Sumenep, mediajatim.com — Sumenep kembali memasuki puncak musim kemarau. Akibatnya, banyak daerah yamg kini dilanda kekeringan.
Plt Kabid Kedaruratan dan Logistik Badan Penanggulangan Bencana Daerah (BPBD) Sumenep Abd. Kadir mengatakan, terdapat 10 kecamatan di Sumenep yang mengalami kekeringan pada tahun ini.
“10 kecamatan tersebut, yakni Kecamatan Saronggi, Kecamatan Batuputih, Kecamatan Ambunten, Kecamatan Pasongsongan, Kecamatan Rubaru, Kecamatan Batang-Batang, Kecamatan Talango, Kecamatan Pragaan, Kecamatan Ganding, dan Kecamatan Bluto,” ungkapnya, Kamis (15/6/2023).
Kadir menjelaskan, ada dua tipe kekeringan yang melanda Sumenep tahun ini. Pertama, kekeringan kritis. Tipe kekeringan ini menandakan bahwa memang tidak ada air sama sekali.
“Kedua, kekeringan langka air. Daerah yang mengalami tipe kekeringan ini berarti masih ada air tapi belum bisa memenuhi kebutuhan masyarakat,” tambahnya.
Desa yang mengalami kekeringan kritis di Sumenep, terang Kadir, ada 9 yaitu Desa Montorna dan Desa Prancak di Kecamatan Pasongsongan. Sementara di Kecamatan Batuputih, ada Desa Badur, Desa Juruan Daya, Desa Tengedan, dan Desa Batuputih Daya.
“Di Kecamatan Batang-Batang terdapat dua desa yakni Batang-Batang Daya dan Jangkong. Sedangkan untuk Kecamatan Rubaru hanya di Desa Basoka,” jelasnya.
Kondisi kekeringan kritis ini melanda, terang Kadir, karena Sumenep sudah masuk puncak musim kemarau.

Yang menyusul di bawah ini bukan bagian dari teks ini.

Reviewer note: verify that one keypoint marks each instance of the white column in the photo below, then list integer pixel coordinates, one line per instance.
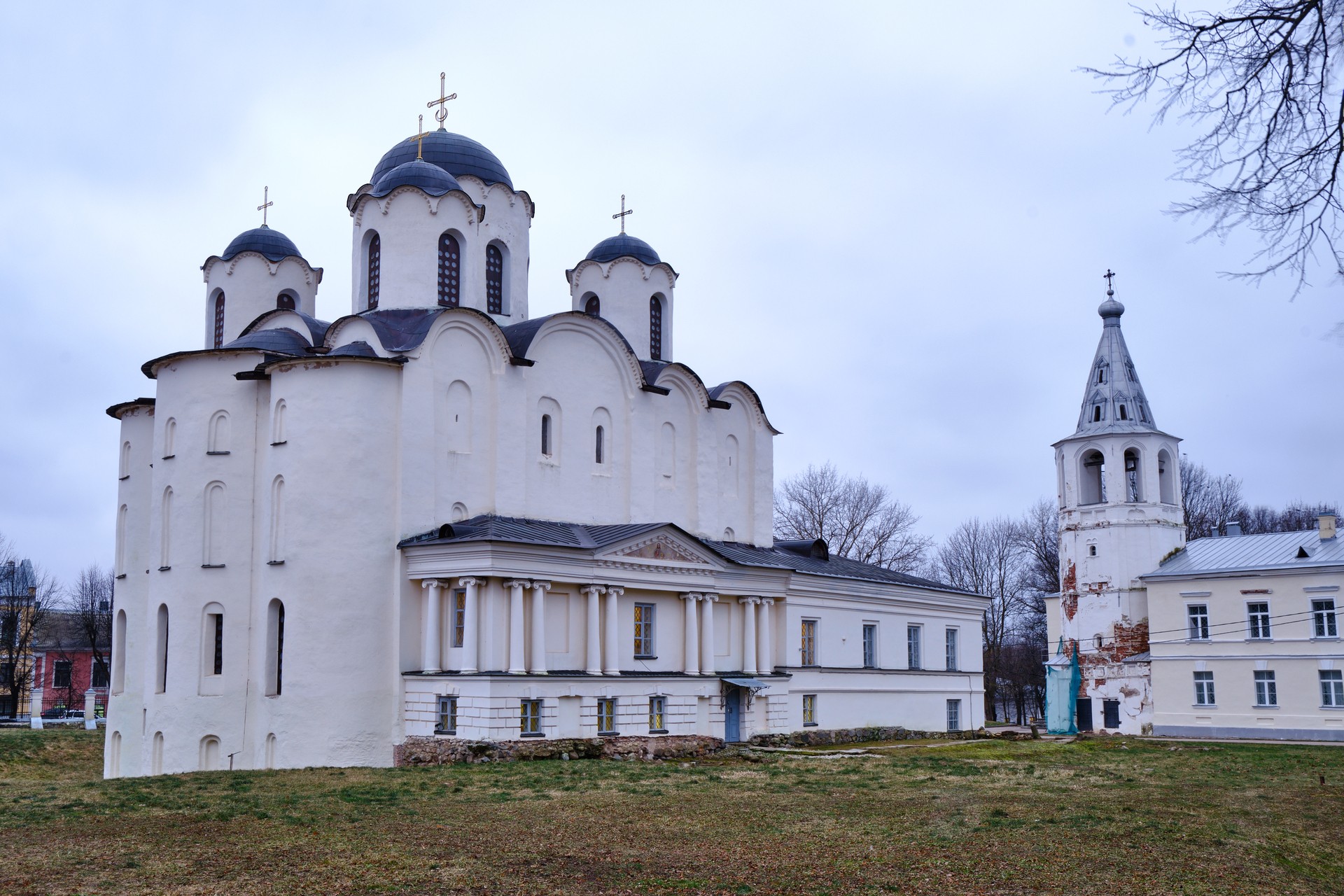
(612, 643)
(749, 634)
(765, 657)
(593, 643)
(470, 613)
(517, 664)
(691, 648)
(707, 633)
(538, 665)
(432, 657)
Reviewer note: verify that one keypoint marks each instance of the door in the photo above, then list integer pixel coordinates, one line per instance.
(733, 715)
(1110, 713)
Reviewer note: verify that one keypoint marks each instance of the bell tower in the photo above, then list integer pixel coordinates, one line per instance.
(1120, 514)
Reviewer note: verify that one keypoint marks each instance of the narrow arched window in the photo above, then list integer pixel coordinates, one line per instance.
(219, 320)
(493, 280)
(375, 266)
(449, 270)
(655, 328)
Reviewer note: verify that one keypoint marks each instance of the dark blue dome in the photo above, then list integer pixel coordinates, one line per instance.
(272, 244)
(613, 248)
(432, 179)
(454, 153)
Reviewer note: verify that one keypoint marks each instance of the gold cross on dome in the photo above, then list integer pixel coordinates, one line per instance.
(624, 213)
(265, 204)
(441, 113)
(420, 139)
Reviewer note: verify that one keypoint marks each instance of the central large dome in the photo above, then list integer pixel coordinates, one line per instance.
(454, 153)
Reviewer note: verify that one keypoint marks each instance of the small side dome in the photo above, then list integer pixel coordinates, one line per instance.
(268, 242)
(432, 179)
(622, 245)
(454, 153)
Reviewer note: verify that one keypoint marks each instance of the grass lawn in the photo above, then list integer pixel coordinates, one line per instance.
(1107, 816)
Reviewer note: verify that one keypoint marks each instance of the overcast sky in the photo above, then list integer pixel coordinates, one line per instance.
(892, 223)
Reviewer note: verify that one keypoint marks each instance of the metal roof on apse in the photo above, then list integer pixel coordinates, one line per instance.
(1246, 552)
(268, 242)
(454, 153)
(573, 535)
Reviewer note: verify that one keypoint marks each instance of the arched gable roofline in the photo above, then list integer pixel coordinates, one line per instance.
(360, 202)
(605, 335)
(312, 276)
(741, 391)
(645, 270)
(276, 317)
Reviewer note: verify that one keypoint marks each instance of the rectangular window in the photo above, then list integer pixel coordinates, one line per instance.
(1205, 688)
(1323, 618)
(458, 617)
(1266, 692)
(644, 630)
(809, 643)
(1257, 617)
(531, 719)
(1332, 688)
(447, 716)
(606, 716)
(1198, 618)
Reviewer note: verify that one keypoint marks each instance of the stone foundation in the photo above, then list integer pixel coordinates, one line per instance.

Berdasarkan rilis Badan Meteorologi Klimatologi dan Geofisika (BMKG), sambung Kadir, puncak kemarau tahun ini diprediksi berakhir pada pertengahan bulan Agustus nanti.

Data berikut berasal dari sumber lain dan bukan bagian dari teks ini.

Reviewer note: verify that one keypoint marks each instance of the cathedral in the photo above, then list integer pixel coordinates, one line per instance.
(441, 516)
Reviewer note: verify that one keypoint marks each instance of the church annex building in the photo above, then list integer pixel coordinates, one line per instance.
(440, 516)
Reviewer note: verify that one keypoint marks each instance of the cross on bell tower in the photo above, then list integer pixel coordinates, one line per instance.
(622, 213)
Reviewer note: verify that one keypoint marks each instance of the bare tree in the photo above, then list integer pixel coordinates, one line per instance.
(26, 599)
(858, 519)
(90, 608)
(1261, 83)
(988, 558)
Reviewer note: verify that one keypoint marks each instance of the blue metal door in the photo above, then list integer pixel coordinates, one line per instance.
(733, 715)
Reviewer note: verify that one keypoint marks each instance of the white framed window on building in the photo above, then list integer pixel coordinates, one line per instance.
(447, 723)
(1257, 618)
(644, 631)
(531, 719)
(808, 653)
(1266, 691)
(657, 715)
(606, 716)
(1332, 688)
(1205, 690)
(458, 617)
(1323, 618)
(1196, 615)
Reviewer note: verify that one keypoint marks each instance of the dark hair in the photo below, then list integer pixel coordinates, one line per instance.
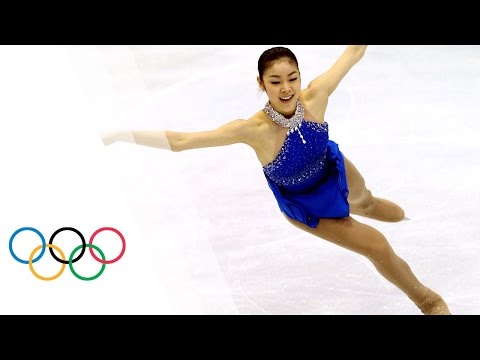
(271, 55)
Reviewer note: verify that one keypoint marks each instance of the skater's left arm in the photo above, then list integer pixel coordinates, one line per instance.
(329, 80)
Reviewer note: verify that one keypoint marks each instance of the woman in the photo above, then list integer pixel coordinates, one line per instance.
(315, 185)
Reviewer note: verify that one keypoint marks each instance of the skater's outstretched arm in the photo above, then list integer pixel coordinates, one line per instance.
(236, 131)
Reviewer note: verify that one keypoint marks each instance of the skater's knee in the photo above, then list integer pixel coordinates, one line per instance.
(378, 250)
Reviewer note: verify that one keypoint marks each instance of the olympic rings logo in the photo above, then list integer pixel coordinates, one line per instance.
(71, 260)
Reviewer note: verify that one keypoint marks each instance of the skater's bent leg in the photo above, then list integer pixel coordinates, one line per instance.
(366, 240)
(363, 203)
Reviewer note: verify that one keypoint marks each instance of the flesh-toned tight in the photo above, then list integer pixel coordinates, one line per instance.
(368, 241)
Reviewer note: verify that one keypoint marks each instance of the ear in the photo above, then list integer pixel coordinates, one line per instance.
(260, 83)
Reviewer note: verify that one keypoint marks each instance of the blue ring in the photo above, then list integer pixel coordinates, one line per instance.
(44, 244)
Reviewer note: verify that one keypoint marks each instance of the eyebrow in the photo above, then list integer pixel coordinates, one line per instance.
(293, 72)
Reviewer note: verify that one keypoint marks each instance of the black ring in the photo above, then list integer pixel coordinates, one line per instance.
(84, 244)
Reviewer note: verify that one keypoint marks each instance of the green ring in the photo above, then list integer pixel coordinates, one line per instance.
(70, 262)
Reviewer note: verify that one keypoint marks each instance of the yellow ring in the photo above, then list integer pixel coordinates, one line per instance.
(30, 262)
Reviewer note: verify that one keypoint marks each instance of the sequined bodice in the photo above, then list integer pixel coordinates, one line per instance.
(300, 164)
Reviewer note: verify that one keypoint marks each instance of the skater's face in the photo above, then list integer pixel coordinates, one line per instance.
(281, 81)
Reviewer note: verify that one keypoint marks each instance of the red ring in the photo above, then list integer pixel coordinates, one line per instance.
(124, 245)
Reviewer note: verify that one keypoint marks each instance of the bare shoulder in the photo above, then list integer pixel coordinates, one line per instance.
(256, 127)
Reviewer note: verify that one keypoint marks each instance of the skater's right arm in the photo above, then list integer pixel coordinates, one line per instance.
(236, 131)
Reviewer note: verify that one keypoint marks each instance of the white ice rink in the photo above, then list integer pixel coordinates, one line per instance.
(203, 231)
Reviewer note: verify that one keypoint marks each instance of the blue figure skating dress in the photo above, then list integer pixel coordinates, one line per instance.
(308, 176)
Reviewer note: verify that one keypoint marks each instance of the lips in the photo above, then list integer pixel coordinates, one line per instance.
(286, 98)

“Kami sudah mulai mempersiapkan diri, termasuk juga telah melakukan koordinasi dengan pihak BPBD Provinsi Jatim untuk mengantisipasi masalah kekeringan ini,” ujarnya.
Hingga saat ini, Kadir mengaku belum melakukan tindakan penyaluran air bersih ke desa-desa terdampak kekeringan.

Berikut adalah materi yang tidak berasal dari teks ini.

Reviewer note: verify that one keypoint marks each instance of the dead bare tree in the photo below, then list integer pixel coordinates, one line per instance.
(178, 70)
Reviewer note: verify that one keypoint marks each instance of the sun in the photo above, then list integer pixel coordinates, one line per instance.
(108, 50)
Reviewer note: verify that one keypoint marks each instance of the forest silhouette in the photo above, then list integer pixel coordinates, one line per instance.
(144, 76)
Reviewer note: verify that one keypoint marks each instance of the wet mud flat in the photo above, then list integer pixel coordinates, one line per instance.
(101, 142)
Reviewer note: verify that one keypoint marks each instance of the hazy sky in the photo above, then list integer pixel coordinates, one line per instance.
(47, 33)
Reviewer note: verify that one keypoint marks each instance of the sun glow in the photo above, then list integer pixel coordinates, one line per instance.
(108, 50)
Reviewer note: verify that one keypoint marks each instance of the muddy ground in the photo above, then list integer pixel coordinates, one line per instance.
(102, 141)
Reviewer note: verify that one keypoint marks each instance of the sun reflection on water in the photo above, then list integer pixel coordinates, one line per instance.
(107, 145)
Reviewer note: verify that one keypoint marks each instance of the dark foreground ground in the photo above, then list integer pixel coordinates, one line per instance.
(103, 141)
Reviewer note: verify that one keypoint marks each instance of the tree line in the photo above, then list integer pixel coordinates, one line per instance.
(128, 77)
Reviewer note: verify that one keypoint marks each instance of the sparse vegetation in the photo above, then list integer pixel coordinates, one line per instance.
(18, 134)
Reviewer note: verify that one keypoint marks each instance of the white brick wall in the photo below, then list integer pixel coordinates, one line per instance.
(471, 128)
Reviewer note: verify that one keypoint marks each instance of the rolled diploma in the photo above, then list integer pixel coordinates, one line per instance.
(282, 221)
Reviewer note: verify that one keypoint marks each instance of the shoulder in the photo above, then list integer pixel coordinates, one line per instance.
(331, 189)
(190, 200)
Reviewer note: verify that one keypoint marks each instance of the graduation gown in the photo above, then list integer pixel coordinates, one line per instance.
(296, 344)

“Karena prosesnya itu, pihak kecamatan mengirimkan surat kepada Bupati Sumenep, nanti sesuai surat itu BPBD akan melakukan assessment ke lapangan, sebelum diturunkan bantuan air,” terangnya.
Sementara, terang Kadir, masih belum ada pengajuan surat dari pihak kecamatan soal permintaan penyaluran air ke desa-deasa terdampak kekeringan.
Salah seorang warga Desa Prancak di Kecamatan Pasongsongan Fadlillah menuturkan bahwa masyarakat saat ini sudah mulai merasakan dampak kekeringan.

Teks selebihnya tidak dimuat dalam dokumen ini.